Entre los años de 1962 a 1967, cuanto dominicano viajaba a la vecina isla de Puerto Rico podía comprar con moneda dominicana. Varias tiendas borinqueñas se promocionaban en diarios dominicanos, señalándose como receptoras de pesos dominicanos.

Llegué a cambiar pesos dominicanos en el exterior, a la par con el dólar de Estados Unidos de Norteamérica, hasta fines de 1982. En Europa debía hacerlo en agencias de cambio como Agencias Pereyra.

En el territorio estadounidense llegué a realizar el canje en máquinas de cambio de papel moneda estadounidense de alta denominación por papel moneda de menor denominación o por monedas. Hasta el 1982.

En ese año me encontraba en el hotel Lexinton, puerta con puerta trasera del Waldorf Astoria, cuando noté que carecía de los dólares para el pago del hotel. Pregunté en recepción si podía entregar pesos dominicanos.

Luego de revisar una tabla escrita y efectuar algunas llamadas, la joven del mostrador de recepción se negó a recibir el papel moneda dominicano. Acudí, por supuesto, a mis amigas las máquinas de canje.

Fieles hasta ese año, esta vez mis fieles máquinas se negaron a recibir las papeletas dominicanas.
Entonces recordé que entre el desequilibrio presupuestario y el déficit de la cuenta corriente de la balanza de pagos, y el endeudamiento interno y externo (pero sobre todo, externo) del Estado Dominicano, estábamos volviendo al peso dominicano en algo menos que un instrumento de cambio sin ningún valor.

Por supuesto, salvé mi situación personal acudiendo a un banco. Comprenderá quien esté leyendo estos recuerdos, que me cambiaron mis pesos con una altísima comisión.

Sólo una necesidad perentoria, como la propia de ese momento, me indujo a admitir el pago de la comisión de un 50%.

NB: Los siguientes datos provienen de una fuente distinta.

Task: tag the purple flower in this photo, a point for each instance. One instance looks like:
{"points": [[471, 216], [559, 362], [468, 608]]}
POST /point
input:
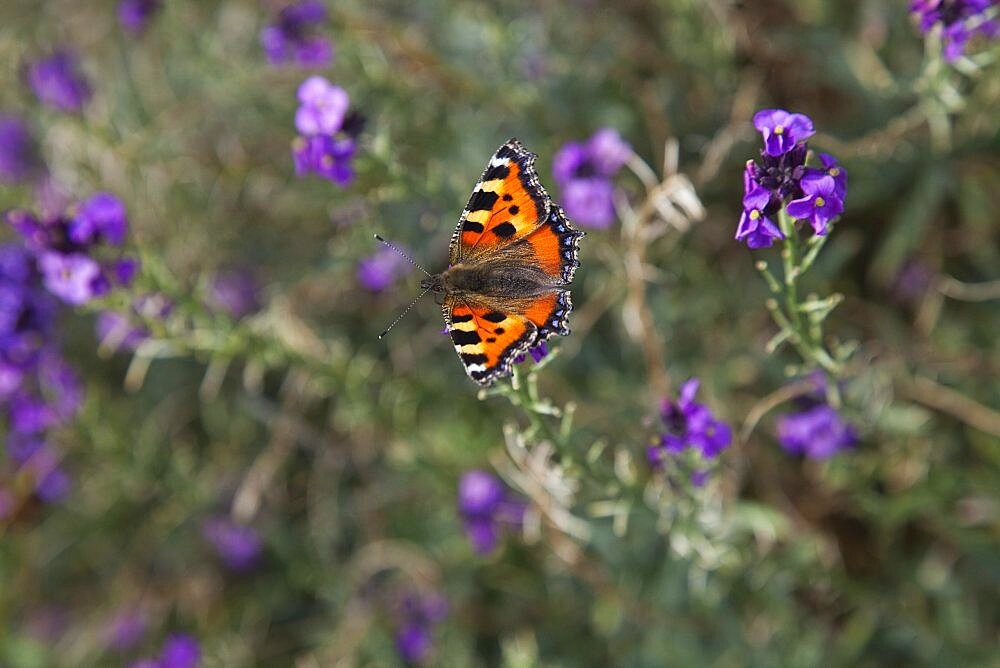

El peso dominicano comenzó a definirse con paridad frente al papel moneda de Estados Unidos de Norteamérica, en 1937.

El día 7 de febrero de ese año, Rafael Leonidas Trujillo envió un mensaje al Congreso Nacional, proponiendo la creación de ese nuevo peso.

Hasta ese año, el país realizaba su intercambio comercial atado a diversas monedas fuertes.
Amador Pons en La Romana y su hermano Miguel en Barahona compraban maíz desgranado, cacao y café para enviar a España, su tierra natal. Cobraban, sin embargo, en pesos oro mexicano.

Con ese peso mexicano pagaban a sus proveedores, campesinos que, habitualmente se llevaban en vez dinero, manteca de cerdo y carne salada provenientes de Uruguay; o arroz de Indochina (el Viet Nam de hoy) y granos argentinos.

Contra el desorden fiscal de los años previos al 1930 y las distorsiones (y desequilibrios) del intercambio internacional, ahora se vivían determinadas sujeciones.

Entre 1934 al fin de ese decenio, la República Dominicana tuvo un superávit en el intercambio comercial, de $30.7 millones de pesos.

Este constante crecimiento y el propio del manejo fiscal, condujo a Trujillo a presentar el proyecto del peso oro ese 7 de febrero de 1937. Se convirtió en ley, el 21 de ese mes, cuando las cámaras legislativas aprobaron el proyecto, promulgado de inmediato.

Ahora se necesitaba una banca emisora y los instrumentos de control. Esto se produjo cuando en el período de la segunda guerra mundial (y hasta 1946), el saldo superavitario llegó a 152.4 millones de pesos.
Se dejaba atrás la tormentosa deuda externa, se ponía en práctica una política restrictiva de endeudamiento y se aseguraba la solidez de las finanzas públicas.

Entonces, en ese período, fueron creados el Banco de Reservas de la República, el Banco Central y el Banco de Crédito, Agrícola, Hipotecario e Industrial (hoy Banco Agrícola).

Porque, además, se requerían instrumentos financieros ágiles, no tanto para atesorar, sino para estimular el crecimiento de la producción y de la economía en general.

Se promulgó una nueva ley monetaria y bancaria, vigente hasta hace pocos años y su modificación no tanto fue impulsada por obsolescencia, sino por el abandono por parte de la autoridad, del papel de vigilancia, orientación y ordenamiento de una banca nóbel y unas improvisadas instituciones financieras intermediarias, que, determinaron esa necesidad de cambio.

No dejo de significar que, de todas maneras, instrumentos de control y responsabilización introducidos por el nuevo código, eran, sin duda, necesarios.

El período pues, durante el cual la moneda dominicana tuvo paridad con el dólar estadounidense, transcurrió entre 1947 a 1982.